Si ha discriminazione indiretta quando una legge o una misura di applicazione generale produce effetti negativi sproporzionati sui membri di un gruppo particolare, anche senza un’intenzione discriminatoria. Per esempio, la decisione di assegnare un numero eccessivamente elevato di alunni appartenenti a un gruppo etnico specifico a istituti scolastici speciali, destinati a bambini con difficoltà di apprendimento è stata ritenuta una violazione dell’articolo, anche se si trattava di una misura di applicazione generale. Il problema, nel caso di specie, riguardava il modo in cui questa misura era stata applicata (D.H. and Others v. the Czech Republic).

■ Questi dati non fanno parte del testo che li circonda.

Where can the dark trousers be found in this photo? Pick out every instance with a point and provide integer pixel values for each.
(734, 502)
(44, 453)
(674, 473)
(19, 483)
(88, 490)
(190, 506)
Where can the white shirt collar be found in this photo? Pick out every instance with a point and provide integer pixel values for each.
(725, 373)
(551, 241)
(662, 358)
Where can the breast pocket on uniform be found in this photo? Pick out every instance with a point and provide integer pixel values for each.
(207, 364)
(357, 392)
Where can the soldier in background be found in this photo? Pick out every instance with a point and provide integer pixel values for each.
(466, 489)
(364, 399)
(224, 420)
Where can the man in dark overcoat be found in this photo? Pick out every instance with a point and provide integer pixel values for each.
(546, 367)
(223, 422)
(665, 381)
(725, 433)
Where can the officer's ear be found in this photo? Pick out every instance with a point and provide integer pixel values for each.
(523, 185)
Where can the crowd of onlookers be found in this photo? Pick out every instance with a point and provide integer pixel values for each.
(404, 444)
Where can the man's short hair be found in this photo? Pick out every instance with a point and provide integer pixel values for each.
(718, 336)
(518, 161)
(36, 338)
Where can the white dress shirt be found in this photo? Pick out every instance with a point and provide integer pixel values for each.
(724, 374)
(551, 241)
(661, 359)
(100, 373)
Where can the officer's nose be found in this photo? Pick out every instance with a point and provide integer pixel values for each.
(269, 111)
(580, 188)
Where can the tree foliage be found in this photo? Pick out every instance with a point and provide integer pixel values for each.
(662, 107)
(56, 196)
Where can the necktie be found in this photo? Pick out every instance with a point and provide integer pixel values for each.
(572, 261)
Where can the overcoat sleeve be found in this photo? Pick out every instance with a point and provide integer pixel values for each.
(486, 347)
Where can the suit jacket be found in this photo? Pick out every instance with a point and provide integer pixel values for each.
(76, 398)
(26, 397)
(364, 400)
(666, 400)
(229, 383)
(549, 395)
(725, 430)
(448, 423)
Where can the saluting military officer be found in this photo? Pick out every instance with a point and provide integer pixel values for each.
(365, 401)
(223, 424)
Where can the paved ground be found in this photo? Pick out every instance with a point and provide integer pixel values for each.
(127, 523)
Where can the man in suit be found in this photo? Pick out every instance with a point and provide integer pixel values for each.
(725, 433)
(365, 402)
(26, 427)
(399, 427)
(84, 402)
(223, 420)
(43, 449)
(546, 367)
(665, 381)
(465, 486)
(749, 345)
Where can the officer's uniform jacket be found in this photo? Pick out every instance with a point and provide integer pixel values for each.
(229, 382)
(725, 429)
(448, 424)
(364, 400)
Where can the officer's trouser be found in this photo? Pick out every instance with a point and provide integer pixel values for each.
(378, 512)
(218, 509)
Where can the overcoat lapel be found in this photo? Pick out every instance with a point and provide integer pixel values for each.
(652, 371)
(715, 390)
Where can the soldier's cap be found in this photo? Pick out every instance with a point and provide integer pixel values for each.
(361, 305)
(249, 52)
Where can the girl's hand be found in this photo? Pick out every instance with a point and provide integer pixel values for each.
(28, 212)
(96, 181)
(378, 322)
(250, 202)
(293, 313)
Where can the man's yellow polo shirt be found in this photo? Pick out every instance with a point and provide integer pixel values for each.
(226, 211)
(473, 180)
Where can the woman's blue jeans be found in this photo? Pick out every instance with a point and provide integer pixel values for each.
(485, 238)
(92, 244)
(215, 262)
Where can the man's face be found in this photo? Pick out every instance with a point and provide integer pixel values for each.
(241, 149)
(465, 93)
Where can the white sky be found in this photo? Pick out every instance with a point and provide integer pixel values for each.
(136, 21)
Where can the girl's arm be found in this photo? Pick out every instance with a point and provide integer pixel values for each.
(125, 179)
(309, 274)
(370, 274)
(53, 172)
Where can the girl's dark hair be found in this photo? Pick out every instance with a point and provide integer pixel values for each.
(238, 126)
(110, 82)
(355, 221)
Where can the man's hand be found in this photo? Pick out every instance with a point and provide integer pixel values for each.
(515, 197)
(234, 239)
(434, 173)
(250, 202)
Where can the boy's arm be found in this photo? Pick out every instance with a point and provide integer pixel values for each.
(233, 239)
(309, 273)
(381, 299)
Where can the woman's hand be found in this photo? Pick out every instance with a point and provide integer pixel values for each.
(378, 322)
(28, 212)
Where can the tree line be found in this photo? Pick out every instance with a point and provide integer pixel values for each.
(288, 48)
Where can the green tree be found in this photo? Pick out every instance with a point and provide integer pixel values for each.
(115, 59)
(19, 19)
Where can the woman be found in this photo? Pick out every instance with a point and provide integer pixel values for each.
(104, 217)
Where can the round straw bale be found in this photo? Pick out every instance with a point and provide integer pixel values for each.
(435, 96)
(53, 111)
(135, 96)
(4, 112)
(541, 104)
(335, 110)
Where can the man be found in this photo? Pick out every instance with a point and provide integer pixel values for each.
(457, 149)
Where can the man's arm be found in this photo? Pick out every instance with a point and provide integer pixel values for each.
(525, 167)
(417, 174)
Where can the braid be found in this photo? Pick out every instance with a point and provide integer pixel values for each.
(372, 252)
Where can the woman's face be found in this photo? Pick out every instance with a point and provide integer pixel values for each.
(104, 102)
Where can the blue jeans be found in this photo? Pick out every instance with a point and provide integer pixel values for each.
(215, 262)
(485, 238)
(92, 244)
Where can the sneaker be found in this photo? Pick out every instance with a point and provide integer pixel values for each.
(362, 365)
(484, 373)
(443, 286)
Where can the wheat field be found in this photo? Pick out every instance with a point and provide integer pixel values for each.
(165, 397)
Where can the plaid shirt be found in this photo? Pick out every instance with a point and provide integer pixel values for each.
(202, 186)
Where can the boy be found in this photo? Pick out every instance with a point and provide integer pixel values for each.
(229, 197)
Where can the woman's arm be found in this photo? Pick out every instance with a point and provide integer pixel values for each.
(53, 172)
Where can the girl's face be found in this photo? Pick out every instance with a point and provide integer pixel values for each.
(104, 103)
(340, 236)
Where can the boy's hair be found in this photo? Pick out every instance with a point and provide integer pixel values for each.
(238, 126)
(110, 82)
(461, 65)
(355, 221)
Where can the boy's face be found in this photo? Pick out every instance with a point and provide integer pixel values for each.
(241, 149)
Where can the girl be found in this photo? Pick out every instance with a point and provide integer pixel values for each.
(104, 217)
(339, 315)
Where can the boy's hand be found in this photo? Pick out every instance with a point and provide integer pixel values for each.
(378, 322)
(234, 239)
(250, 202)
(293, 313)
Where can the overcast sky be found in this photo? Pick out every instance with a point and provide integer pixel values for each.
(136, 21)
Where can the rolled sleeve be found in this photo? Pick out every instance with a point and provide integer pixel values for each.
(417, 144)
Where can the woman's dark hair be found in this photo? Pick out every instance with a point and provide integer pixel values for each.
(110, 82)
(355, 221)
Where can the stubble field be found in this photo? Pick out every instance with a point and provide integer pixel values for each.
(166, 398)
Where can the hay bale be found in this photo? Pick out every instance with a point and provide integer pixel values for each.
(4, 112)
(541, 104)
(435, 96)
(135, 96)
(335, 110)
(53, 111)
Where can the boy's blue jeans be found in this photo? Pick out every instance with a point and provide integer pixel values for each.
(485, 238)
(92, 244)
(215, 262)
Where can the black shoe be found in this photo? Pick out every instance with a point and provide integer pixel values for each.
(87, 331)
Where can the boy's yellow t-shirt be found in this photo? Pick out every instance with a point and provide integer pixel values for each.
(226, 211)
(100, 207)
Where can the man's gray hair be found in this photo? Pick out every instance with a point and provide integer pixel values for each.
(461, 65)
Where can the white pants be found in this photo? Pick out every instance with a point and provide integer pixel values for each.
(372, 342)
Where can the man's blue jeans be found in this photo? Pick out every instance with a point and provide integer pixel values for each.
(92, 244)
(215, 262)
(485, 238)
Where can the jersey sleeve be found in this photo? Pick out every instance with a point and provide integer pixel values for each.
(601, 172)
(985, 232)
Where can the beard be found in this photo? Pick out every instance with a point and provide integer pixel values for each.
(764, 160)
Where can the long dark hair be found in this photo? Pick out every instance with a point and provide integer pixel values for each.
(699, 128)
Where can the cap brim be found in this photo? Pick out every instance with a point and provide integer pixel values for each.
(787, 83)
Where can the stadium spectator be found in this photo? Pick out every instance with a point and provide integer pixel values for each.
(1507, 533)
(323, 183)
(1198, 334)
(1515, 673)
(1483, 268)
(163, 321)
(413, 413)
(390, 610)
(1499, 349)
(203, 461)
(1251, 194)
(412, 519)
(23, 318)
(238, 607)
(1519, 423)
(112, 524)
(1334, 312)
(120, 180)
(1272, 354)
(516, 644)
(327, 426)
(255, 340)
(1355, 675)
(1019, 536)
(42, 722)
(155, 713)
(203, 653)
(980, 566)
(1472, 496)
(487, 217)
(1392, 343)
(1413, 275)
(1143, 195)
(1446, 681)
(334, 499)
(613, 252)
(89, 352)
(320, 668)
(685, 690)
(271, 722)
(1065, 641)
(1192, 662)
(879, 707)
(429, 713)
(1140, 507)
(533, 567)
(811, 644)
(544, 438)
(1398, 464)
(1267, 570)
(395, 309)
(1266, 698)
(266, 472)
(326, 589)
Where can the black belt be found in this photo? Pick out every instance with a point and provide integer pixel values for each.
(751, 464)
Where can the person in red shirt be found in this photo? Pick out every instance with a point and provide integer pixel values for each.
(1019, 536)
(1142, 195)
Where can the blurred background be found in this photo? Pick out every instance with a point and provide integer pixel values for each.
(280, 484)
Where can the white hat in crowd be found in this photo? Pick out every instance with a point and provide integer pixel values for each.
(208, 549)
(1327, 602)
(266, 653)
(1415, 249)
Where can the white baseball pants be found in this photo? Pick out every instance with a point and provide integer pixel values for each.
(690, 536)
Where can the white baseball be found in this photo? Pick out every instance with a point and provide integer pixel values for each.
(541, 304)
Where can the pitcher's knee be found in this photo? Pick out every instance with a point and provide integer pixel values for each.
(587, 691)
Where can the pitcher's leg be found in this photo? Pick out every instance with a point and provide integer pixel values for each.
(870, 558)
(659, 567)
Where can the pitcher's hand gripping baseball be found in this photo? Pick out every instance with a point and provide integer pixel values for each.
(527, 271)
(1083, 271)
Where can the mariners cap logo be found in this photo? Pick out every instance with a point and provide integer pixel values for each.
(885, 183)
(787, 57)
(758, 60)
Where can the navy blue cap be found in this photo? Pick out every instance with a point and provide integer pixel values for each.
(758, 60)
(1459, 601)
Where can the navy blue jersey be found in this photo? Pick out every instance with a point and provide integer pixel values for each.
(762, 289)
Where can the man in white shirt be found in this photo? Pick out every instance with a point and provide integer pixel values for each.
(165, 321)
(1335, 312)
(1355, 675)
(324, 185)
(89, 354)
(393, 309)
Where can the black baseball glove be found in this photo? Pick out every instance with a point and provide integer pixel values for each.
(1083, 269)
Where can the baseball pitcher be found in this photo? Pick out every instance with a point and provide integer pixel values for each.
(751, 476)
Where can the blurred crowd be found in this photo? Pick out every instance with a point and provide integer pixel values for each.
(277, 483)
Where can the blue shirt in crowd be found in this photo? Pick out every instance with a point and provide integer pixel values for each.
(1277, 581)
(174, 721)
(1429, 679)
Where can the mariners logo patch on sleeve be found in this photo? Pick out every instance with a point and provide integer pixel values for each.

La discriminazione fondata su uno qualsiasi dei motivi definiti dall’articolo 14 o dalla Corte può verificarsi praticamente in tutte le situazioni in cui dei funzionari pubblici lavorano a contatto con il pubblico in settori che rientrano nell’ambito dei diritti e delle libertà garantiti dalla Convenzione. Tutti i pubblici funzionari devono essere particolarmente attenti e vigilanti per evitare ogni disparità di trattamento che possa costituire una discriminazione.

PROTOCOLLO N. 12

Questo Protocollo ribadisce il divieto della discriminazione in termini identici a quelli dell’articolo 14 della Convenzione, con la differenza essenziale che lo rende un diritto autonomo, indipendente dal campo di applicazione di un altro diritto sancito dalla Convenzione. Al momento, sono ancora relativamente poco numerosi gli Stati parti contraenti di questo Protocollo ed esiste poca giurisprudenza in merito, per cui è difficile dare indicazioni sui suoi effetti probabili.